Apple’s latest quarterly results showed that the iPhone maker made even bigger-than-expected gains over the summer. Its shares rose 7.6%, leading the rally in tech stocks, which had broadly fallen a day earlier.

Intel rose 10.7% after posting a much larger profit than analysts had forecast, despite the company reporting “deteriorating economic conditions.”

Gilead Sciences shares rose 12.9%, and T-Mobile US shares gained 7.4% after beating Wall Street’s earnings expectations.

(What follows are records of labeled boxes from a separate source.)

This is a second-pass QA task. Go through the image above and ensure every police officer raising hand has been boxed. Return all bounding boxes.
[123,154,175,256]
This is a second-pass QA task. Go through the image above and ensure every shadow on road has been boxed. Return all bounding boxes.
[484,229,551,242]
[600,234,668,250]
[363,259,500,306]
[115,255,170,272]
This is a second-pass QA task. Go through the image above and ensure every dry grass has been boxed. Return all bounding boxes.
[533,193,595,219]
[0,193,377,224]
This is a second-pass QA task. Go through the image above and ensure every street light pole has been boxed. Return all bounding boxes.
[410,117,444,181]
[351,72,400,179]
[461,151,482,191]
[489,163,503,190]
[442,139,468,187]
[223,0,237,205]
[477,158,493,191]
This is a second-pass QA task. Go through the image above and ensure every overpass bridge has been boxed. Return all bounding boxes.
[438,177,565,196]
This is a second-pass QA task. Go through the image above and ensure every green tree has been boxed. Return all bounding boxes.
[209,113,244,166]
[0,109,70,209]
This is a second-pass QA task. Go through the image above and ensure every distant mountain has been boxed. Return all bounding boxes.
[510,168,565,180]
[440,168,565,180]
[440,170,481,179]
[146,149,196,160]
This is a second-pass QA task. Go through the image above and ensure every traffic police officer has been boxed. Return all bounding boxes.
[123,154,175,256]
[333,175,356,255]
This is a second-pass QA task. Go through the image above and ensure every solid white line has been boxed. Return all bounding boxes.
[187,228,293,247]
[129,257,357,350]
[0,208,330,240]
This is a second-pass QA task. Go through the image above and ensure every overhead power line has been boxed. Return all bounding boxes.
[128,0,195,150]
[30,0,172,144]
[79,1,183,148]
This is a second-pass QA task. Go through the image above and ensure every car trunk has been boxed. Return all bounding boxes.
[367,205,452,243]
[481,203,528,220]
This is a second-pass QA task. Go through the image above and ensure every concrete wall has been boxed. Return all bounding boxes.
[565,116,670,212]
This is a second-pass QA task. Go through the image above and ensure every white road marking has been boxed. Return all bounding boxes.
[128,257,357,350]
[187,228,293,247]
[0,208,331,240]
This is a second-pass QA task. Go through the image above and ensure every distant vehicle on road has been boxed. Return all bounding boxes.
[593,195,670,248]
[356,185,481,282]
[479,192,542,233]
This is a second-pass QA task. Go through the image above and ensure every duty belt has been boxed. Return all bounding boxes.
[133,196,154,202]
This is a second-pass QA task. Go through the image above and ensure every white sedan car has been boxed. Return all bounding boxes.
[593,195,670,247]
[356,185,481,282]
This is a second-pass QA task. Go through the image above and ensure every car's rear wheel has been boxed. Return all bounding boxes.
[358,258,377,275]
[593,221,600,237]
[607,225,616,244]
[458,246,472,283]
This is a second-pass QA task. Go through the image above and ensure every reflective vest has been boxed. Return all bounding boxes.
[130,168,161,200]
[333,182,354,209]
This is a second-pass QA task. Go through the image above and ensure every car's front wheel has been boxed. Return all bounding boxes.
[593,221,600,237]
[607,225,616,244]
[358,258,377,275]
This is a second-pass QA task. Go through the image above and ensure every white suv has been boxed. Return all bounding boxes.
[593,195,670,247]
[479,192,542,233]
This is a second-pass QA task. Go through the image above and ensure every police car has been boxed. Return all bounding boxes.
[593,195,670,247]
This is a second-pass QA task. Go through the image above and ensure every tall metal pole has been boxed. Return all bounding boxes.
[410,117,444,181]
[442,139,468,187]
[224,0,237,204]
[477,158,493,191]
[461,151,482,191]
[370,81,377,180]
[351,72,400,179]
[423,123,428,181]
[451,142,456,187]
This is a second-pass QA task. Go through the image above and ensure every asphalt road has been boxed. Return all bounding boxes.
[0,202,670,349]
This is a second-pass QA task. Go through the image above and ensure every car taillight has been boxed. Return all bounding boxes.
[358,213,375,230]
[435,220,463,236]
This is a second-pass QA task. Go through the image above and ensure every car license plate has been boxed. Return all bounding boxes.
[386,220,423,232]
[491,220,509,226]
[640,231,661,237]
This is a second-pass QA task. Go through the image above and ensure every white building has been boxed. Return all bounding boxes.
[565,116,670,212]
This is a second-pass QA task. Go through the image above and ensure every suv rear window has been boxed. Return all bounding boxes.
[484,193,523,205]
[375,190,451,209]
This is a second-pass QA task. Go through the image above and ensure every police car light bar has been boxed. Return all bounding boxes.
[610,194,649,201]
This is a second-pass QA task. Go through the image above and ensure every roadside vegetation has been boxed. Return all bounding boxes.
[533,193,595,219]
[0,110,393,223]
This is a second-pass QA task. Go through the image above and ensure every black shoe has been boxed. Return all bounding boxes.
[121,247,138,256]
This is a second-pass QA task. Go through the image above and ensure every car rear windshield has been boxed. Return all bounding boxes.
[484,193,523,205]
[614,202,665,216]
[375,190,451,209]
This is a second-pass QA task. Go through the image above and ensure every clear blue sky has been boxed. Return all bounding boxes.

Investors were also encouraged by the consumer spending report, which came out on the day after new data showed modest third-quarter growth in the economy and lower inflation.

“You have an economy that almost refuses to slow down, an economy that is inherently resilient, but at the same time inflation is slowing down, and that’s what the Fed wants, and that’s obviously what the Fed wants to market,” he said. Quincy Crosby, head of the equity strategy at LPL Financial.

Rate hike pace to slowdown

This helped boost Wall Street’s hopes of a Federal Reserve “reversal” if the central bank slows its pace of rate hikes. This move could revitalize the market, although many analysts believe the hopes may be overblown.

The central bank has made its plan to get it wrong and go too far to tame inflation very clear, meaning big gains from hopes of retreat seem premature, said Liz Young, SoFi’s chief investment strategist.

“The rally got a bit irrational and brittle at this level,” said Young.

  • The S&P 500 rose 93.76 points to 3901.06.
  • The Dow rose 828.52 points to 32,861.80.
  • The Nasdaq rose 309.78 points to 11,102.45.
  • Russell 2000 scored 40.60 to 1846.92.

Many large US companies report better-than-expected earnings, although the picture clearly remains mixed.

Strong earnings helped offset Amazon’s 6.8% decline as the company released weaker-than-expected earnings forecasts.

Earlier this week, meta platforms lost nearly a quarter of their value after reporting a second quarter of revenue declines due to falling ad sales and fierce competition from TikTok. Microsoft and parent company Google also reported slowdowns in key areas.

Such concerns have caused a sharp split between the lagging big tech stocks and the rest of the market on Wall Street this week.

The rate hike hit Big Tech stock prices harder than the rest of the market, and the pressure mounted on Friday as yields soared.

“It seems that the markets still don’t want to believe that we might be in a situation where a sales recession is possible,” Yang said.

US PCE and Fed’s stance

Data released this morning showed increases in wages and other workers’ compensation in the US over the summer aligned with economists’ expectations. This should keep the Fed on course to raise interest rates sharply in hopes of weakening the labor market enough to undermine the country’s high inflation. Other data showed that the Fed’s preferred measure of inflation (PCE, Personal Consumption Expenditure Index) remains very high, yet US households continue to spend more.

The Fed has hiked interest rates from 3% to 3.25%, although rates were close to zero in March. There is widespread expectation that the US CBR will hike rates again by 75 basis points next week but will switch to a less aggressive move from December. Higher interest rates slow down the economy and hurt stock prices and other investments.

The two-year Treasury yield, broadly in line with expectations for Fed action, rose to 4.42% from 4.28% at the end of Thursday. The 10-year yield, which helps set mortgage rates and many other loans, rose to 4.01% from 3.93%.